Peter Thomson (Perth) Limited was a Perth, Scotland-based independent whisky blender, bottler and wine merchants established in 1908. In 1983 the firm was bought by Sir Reo Stakis to complement the Haddows off-licence chain and wholesale business.

The company was known for producing Beneagles blended Scotch whisky.

==History==

In 1897, Alexander Thomson & Sons was established as a family grocery and wine merchant business in Perth. In 1911, they were located on the Old High Street. A son, Peter, bought one of the stores on the High Street which he had managed since 1906, and established Peter Thomson (Perth) Limited in 1908.
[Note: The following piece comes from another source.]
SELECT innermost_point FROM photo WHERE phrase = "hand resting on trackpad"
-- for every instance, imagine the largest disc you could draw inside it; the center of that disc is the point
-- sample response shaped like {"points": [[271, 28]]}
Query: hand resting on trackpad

Throughout the 1920s the company developed a mail order business selling their own blends of scotch whisky. The founder, Peter Thomson, died in 1939 and the business was passed to his son, David Kinnear Thomson. Throughout the Second World War, David Thomson was absent from the business as he was serving with the military and subsequently held as a prisoner of war.

After the war the wholesale and agency side of the business were expanded. Retail grocery and wine trading were also developed but ceased trading in 1973 with the closure of the remaining shop on Perth High Street.

In 1983 the company was acquired by Reo Stakis to complement the Haddows off-licence chain and wholesale business. At the time the firm was the agent for a strong portfolio of drinks brands in Scotland including, The Macallan single malt, Beefeater Gin and Bertola sherry. The company also had a strong market for its own blended whiskey called Beneagles. The firm sold its own range of miniature ceramic bottles, containing Beneagles, which depicted Scottish culture; novelty bottle shapes included the Loch Ness Monster, curling stones and animals. The ceramic miniatures have become collector's items as they were made by some of Britain's finest potteries.

In 1985 Scottish and Newcastle Breweries acquired Peter Thomson (Perth) Limited and Thomson Haddow from Sir Reo Stakis. The whiskey interest of Peter Thomson (Perth) Limited was incorporated into Charles Mackinlay and Co based in Leith, which was the sister company of Waverley Vintners Limited, owned by Scottish and Newcastle. Later that year Charles Mackinlay and Co was acquired by Invergordon Distilleries and in 1993 they were bought by Whyte & Mackay.